Some Baltimore Ravens players expressed frustration about what has become one of the largest COVID-19 outbreaks in professional sports.

After Wednesday’s 19-14 loss to the undefeated Pittsburgh Steelers, Baltimore players questioned a lack of preparation as well as some of the NFL’s decisions during a time when at least one Ravens player tested positive for 10 straight days.

“It’s not about whether or not guys want to play,” quarterback Robert Griffin III said after filling in for reigning NFL MVP Lamar Jackson, who tested positive last week. “It’s about whether or not our safety is actually being taken into account. I can’t say much more than that.”

The Ravens-Steelers game, which was originally scheduled for Thanksgiving night, was played six days later after three postponements. The last postponement came after Ravens players said in a Monday teleconference that they didn’t want to play the game Tuesday because of safety concerns, a source said. The source added that one suggestion from the players was to move the game to Thursday, but the NFL compromised by shifting it to Wednesday.

Baltimore was limited to walk-throughs on Monday and Tuesday after being shut out of its facility for five days. Griffin called the socially distanced walk-throughs “abnormal” and said they weren’t run at full speed. He believes the lack of full practices contributed to his getting injured in the second quarter.

“I pulled a hamstring today,” Griffin said. “I’ve never pulled a hamstring in my life. You see guys going down left and right.”

Ravens cornerback Jimmy Smith left because of a groin injury in the second quarter. Defensive end Derek Wolfe, safety DeShon Elliott, offensive tackle D.J. Fluker and cornerback Marcus Peters all suffered injuries but returned to the game.

Ravens players also had issue with the decision to reopen the team facility. After two Baltimore players tested positive following an overtime loss to the Tennessee Titans on Nov. 22, the NFL closed the Ravens’ facility Monday morning before allowing players and coaches to reenter Monday afternoon. The facility remained open until noon Tuesday. During that time, the Ravens held a walk-through, with players wearing masks.

“I don’t know what comes with me saying this, but, of course, on Monday and Tuesday, we’re wondering, ‘Why were we allowed back in the building if we say everything is based off contact tracing and things like that, and that’s what’s told to us?'” Ravens safety Chuck Clark said. “We’ve got to look at some of those things.”

Other players praised the Ravens’ organization for their handling of the situation.

“Everyone in the Ravens’ organization did the best thing for player safety they possibly could and to make sure this game happened,” guard Bradley Bozeman said. “The players wanted it to happen. The coaches wanted it to happen. But we were also concerned with safety, and I think they all did a really good job handling it.”

Said linebacker Tyus Bowser: “When you deal with something like this … we had a couple concerns. But I just know, with our president Dick Cass, [general manager] Eric DeCosta and coach [John] Harbaugh, they had our best interest, and they were trying to do everything they could to get us ready for this game.”

Since Nov. 23, the Ravens have placed a total of 23 players on the reserve/COVID-19 list for either testing positive or being identified as high-risk close contacts. Baltimore has reduced that list to 17 players currently, but it had to promote 10 players from the practice squad Wednesday to fill out a 48-man game-day roster.

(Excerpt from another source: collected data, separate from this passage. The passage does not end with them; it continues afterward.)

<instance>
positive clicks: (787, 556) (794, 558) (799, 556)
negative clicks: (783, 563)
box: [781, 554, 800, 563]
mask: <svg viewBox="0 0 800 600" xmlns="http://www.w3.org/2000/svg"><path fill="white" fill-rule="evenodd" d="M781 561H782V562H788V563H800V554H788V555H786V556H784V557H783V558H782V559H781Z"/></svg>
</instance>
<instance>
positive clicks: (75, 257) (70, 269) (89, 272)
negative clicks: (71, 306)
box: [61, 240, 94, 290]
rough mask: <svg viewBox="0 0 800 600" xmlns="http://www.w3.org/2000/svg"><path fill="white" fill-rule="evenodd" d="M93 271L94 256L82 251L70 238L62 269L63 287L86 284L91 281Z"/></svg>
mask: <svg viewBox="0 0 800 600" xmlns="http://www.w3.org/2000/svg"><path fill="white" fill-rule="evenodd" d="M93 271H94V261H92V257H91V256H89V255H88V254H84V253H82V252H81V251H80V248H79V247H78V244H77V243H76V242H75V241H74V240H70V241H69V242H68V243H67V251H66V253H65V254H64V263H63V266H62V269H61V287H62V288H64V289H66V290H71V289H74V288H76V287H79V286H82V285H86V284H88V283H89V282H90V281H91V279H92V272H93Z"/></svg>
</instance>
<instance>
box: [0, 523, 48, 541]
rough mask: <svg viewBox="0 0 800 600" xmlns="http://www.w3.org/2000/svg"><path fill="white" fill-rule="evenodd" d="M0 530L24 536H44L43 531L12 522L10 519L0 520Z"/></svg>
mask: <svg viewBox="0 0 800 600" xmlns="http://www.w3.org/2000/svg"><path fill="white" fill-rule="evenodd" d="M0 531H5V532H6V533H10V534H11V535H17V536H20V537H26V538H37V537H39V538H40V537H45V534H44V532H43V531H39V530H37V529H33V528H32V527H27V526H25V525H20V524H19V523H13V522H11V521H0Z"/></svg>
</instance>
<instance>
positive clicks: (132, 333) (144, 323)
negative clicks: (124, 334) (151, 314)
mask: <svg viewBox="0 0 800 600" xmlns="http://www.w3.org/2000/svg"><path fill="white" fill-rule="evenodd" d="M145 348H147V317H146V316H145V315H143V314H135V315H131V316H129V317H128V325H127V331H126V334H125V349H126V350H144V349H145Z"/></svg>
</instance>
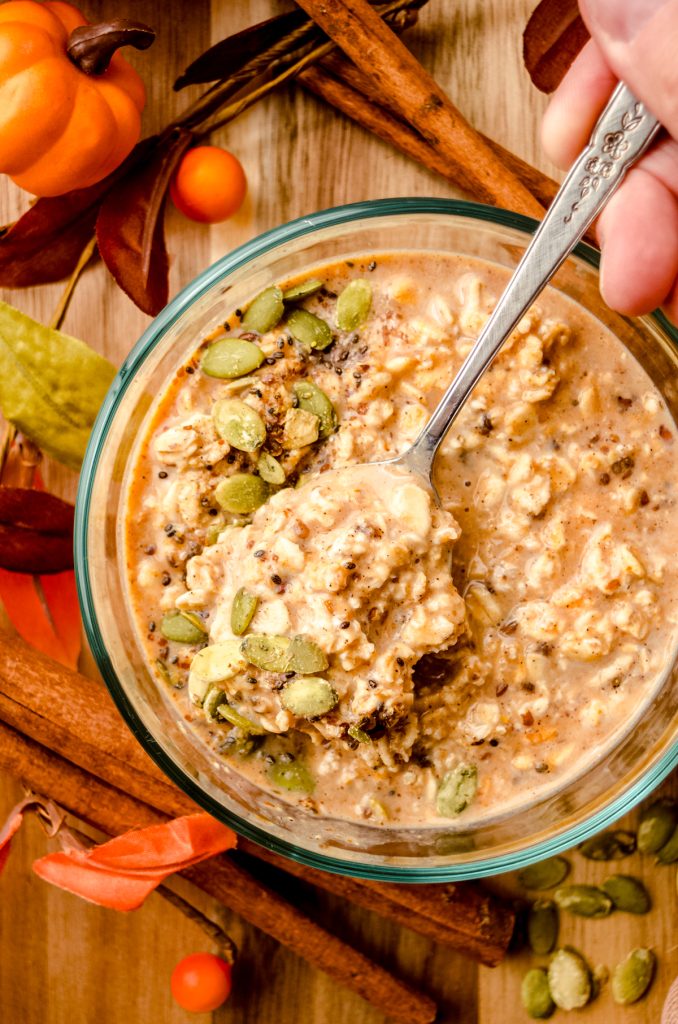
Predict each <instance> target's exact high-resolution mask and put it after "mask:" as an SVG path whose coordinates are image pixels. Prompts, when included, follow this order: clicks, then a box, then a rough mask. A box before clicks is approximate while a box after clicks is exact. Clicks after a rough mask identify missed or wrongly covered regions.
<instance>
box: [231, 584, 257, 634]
mask: <svg viewBox="0 0 678 1024" xmlns="http://www.w3.org/2000/svg"><path fill="white" fill-rule="evenodd" d="M258 603H259V598H258V597H256V596H255V595H254V594H250V593H249V591H247V590H246V589H245V587H241V588H240V590H239V591H238V593H237V594H236V596H235V597H234V603H232V605H231V607H230V629H231V631H232V632H234V633H235V634H236V636H237V637H240V636H242V635H243V633H245V631H246V629H247V628H248V626H249V625H250V623H251V622H252V620H253V618H254V612H255V611H256V610H257V604H258Z"/></svg>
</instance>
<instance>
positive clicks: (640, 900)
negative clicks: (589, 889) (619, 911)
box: [600, 874, 650, 913]
mask: <svg viewBox="0 0 678 1024" xmlns="http://www.w3.org/2000/svg"><path fill="white" fill-rule="evenodd" d="M600 888H601V889H602V890H603V892H606V893H607V895H608V896H609V898H610V899H611V901H612V903H613V904H615V906H616V907H617V909H618V910H625V911H626V913H647V911H648V910H649V907H650V899H649V893H648V892H647V890H646V889H645V887H644V885H643V884H642V882H640V880H639V879H634V878H633V876H631V874H610V877H609V878H608V879H605V881H604V882H603V884H602V885H601V887H600Z"/></svg>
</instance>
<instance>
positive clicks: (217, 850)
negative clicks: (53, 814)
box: [33, 814, 236, 910]
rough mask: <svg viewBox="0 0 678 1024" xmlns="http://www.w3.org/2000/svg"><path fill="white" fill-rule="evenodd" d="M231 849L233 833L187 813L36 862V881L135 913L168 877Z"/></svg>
mask: <svg viewBox="0 0 678 1024" xmlns="http://www.w3.org/2000/svg"><path fill="white" fill-rule="evenodd" d="M235 846H236V835H235V833H232V831H231V830H230V828H227V827H226V826H225V825H222V824H221V823H220V822H219V821H217V820H216V819H215V818H212V817H211V816H210V815H209V814H187V815H185V816H183V817H180V818H174V819H173V820H172V821H167V822H166V823H164V824H160V825H151V826H150V827H149V828H140V829H133V830H132V831H128V833H125V834H124V835H123V836H118V837H117V838H116V839H112V840H110V841H109V842H108V843H103V844H102V845H101V846H95V847H92V848H91V849H90V850H78V849H71V850H66V851H63V852H61V853H50V854H48V855H47V856H46V857H41V858H40V860H36V861H35V863H34V865H33V869H34V871H35V872H36V874H38V876H39V877H40V878H41V879H44V880H45V881H46V882H51V883H52V884H53V885H56V886H58V887H59V888H60V889H66V890H67V891H68V892H71V893H75V894H76V895H77V896H82V898H83V899H86V900H89V901H90V902H91V903H97V904H98V905H99V906H108V907H111V908H112V909H114V910H135V909H136V908H137V907H138V906H140V905H141V904H142V903H143V901H144V900H145V898H146V896H149V895H150V894H151V893H152V892H153V891H154V889H156V888H157V887H158V886H159V885H160V884H161V882H163V881H164V880H165V879H166V878H167V877H168V876H170V874H173V873H174V872H175V871H181V870H183V869H184V868H185V867H190V866H192V865H193V864H197V863H199V862H200V861H201V860H206V859H207V858H208V857H213V856H215V855H216V854H217V853H221V852H222V851H223V850H229V849H232V847H235Z"/></svg>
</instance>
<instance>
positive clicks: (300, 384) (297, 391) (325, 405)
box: [294, 380, 337, 437]
mask: <svg viewBox="0 0 678 1024" xmlns="http://www.w3.org/2000/svg"><path fill="white" fill-rule="evenodd" d="M294 394H295V396H296V399H297V401H298V403H299V409H302V410H304V412H306V413H312V414H313V415H314V416H316V417H317V418H319V420H320V421H321V424H320V436H321V437H329V436H330V434H332V433H334V431H335V430H336V429H337V414H336V412H335V408H334V406H333V404H332V402H331V401H330V399H329V398H328V396H327V395H326V393H325V391H323V390H322V388H320V387H319V386H317V384H314V383H313V382H312V381H309V380H305V381H298V382H297V383H296V384H295V385H294Z"/></svg>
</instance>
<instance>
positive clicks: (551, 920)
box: [527, 899, 558, 956]
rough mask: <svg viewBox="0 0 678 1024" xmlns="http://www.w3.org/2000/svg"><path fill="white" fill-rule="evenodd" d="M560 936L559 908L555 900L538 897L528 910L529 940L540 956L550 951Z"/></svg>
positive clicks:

Harbaugh said it was an emotional time for the team, and he said everyone did their best to be transparent and honest in answering players’ questions.

“I just feel like the league did their best. We did our best,” Harbaugh said. “We didn’t bat 1.000. Nobody did. The league didn’t. Nobody did. You can’t bat 1.000 against this thing. But I think our response, in terms of our effort, was a perfect effort.”